I’m not sure I enjoy having such strong senses. It’s easier not to pay attention to it all when I’m in the middle of something else, but it’s overwhelming as soon as I stop and try to dissect everything.
I sit down for a moment, close my eyes, and listen carefully to the silence. There’s some distant clanking and conversation from the kitchen, but other than that it’s just quiet…
…the weird thing is that we all still have our normal ears, on top of the new animal ones. I can’t tell which ones are doing the work.
Garden, a voice in the back of my head suddenly supplies, and I open my eyes again. I don’t think I even heard anything - not consciously, anyway - but it feels like the right thing to do.
And apparently it is. Lucifer is sitting out on the grass and doing absolutely nothing.
Which is quite suspicious, really. But all I can think about is how he doesn’t seem to have heard the door open, and that it would be really funny if I snuck up on him.

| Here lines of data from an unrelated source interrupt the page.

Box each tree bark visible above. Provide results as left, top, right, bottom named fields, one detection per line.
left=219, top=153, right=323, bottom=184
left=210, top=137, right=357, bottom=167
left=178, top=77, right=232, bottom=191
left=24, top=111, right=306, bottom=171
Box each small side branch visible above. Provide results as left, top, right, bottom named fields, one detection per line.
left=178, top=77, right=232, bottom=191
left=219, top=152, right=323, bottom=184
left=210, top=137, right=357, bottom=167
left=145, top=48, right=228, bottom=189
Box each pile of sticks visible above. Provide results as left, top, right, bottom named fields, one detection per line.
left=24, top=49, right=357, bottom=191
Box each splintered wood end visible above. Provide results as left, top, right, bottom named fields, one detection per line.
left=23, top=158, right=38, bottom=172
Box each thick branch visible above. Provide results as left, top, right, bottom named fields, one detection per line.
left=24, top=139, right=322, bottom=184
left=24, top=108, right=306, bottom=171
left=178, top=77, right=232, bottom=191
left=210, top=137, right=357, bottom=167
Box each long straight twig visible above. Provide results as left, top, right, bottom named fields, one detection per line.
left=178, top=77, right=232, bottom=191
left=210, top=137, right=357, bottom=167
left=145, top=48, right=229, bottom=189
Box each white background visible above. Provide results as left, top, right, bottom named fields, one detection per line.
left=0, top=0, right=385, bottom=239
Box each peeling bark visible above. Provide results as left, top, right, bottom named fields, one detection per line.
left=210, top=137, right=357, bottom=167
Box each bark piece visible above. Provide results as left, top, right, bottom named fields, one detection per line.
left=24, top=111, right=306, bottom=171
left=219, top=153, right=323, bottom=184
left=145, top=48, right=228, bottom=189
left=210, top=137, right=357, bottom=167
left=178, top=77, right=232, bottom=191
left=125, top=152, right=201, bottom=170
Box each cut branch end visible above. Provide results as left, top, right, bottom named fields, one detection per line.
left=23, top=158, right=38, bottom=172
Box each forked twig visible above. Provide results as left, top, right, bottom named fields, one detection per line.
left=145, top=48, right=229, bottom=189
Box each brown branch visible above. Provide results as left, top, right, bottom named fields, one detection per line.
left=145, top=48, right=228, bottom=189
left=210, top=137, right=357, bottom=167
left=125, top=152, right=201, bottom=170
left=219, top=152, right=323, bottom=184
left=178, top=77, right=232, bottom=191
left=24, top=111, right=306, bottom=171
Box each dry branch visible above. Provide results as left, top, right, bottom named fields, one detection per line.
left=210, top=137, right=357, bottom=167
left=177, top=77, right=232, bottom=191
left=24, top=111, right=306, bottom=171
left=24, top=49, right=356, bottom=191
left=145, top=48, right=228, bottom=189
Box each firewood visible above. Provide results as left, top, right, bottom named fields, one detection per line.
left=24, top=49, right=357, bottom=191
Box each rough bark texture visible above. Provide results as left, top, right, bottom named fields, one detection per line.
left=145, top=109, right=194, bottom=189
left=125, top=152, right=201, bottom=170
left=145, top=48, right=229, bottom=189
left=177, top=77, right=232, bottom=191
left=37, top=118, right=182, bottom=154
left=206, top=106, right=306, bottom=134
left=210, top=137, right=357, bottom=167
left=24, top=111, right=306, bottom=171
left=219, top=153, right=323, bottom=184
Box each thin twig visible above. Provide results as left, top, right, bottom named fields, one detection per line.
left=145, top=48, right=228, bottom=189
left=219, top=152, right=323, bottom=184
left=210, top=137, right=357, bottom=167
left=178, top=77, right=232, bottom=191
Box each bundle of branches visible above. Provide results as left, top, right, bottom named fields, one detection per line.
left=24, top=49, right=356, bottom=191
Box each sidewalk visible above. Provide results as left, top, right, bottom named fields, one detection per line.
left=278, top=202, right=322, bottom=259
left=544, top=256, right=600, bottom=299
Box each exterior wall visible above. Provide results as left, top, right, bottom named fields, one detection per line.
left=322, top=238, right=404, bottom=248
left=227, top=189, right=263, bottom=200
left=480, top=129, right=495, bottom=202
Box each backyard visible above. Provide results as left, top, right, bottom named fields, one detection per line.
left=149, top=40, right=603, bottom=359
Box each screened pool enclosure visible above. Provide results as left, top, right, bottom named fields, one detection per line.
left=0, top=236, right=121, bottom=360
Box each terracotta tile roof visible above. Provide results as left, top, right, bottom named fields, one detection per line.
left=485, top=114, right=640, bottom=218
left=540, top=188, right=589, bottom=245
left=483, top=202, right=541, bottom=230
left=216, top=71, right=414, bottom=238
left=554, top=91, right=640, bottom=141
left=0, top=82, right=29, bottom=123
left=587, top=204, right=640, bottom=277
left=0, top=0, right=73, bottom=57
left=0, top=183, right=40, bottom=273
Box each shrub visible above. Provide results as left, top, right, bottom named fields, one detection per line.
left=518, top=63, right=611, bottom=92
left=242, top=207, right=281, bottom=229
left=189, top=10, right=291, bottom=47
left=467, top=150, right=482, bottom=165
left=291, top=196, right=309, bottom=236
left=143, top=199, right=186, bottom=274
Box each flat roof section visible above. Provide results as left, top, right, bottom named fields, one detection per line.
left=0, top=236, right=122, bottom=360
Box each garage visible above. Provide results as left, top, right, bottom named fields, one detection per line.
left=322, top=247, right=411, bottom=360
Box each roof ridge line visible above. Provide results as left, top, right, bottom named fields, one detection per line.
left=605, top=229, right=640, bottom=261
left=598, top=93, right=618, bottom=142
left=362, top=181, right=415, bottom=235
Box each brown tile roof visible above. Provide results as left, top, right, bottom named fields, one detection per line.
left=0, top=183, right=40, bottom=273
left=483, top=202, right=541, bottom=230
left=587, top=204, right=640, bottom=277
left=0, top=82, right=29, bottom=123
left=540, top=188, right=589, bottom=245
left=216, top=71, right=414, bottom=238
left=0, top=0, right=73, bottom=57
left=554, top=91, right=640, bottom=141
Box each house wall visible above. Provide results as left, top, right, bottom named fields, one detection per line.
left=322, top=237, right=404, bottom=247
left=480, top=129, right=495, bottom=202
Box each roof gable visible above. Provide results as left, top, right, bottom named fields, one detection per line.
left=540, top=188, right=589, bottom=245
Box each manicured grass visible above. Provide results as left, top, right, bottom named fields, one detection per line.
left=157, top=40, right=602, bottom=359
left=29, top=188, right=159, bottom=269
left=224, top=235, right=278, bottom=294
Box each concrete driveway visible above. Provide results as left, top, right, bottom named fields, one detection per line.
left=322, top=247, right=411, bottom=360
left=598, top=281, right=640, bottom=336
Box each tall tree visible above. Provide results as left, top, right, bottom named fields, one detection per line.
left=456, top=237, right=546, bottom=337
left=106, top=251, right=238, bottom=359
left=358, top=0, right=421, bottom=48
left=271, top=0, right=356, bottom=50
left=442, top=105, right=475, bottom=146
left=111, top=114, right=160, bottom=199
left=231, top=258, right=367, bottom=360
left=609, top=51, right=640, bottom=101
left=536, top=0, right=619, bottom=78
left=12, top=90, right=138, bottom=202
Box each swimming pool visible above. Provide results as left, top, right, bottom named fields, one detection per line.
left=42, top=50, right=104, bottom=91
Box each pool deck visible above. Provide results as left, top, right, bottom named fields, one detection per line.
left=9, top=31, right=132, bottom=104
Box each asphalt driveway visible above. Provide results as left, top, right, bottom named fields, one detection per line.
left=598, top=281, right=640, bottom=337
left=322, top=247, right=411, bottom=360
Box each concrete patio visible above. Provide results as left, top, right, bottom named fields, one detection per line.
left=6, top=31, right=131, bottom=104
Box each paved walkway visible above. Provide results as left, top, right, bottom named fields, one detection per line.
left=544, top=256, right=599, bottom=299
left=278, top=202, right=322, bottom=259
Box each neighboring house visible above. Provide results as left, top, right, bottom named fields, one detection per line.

I take a slow, careful step onto the lawn. He doesn’t give any indication that he’s noticed anything. Maybe he can’t hear me over the rustling of his own tail swiping idly through the grass. I think this is about as close as I can get away with. Can I jump that far? Only one way to find out.
I crouch back and adjust myself. Then, using the soft grass as a springboard, I launch myself ever-so-gently at his shoulders and grab him by the head.
Lucifer doesn’t scream - I wouldn’t have expected him to, and if he had, I’d have been very alarmed. But he does let out a loud, gruff ‘heurgh!’ and nearly topple straight over, which is about as good as you get with him.
“Hey,” I announce, into his regular ear, then lean up and do the same into the wolf ones, just in case. “Hey!”
“Yes, I can hear you,” He sighs, catching himself on a hand and trying to act stern. (His tail is wagging.) “And what do you think you’re doing?”
“Dunno.” I lean forward until I’m just about hanging over his shoulder. Lucifer has to switch from hunching forward to tilting back to keep balance. “What’re you doing?”
He’s quiet for a moment. I get the feeling that he doesn’t know, either. “Keeping watch.”
“Watch on what?” The only thing in front of us is a big hedge and some flowers. “There’s nothing here.”
“Hmm,” He says, which isn’t an answer. “Shouldn’t you be inside?”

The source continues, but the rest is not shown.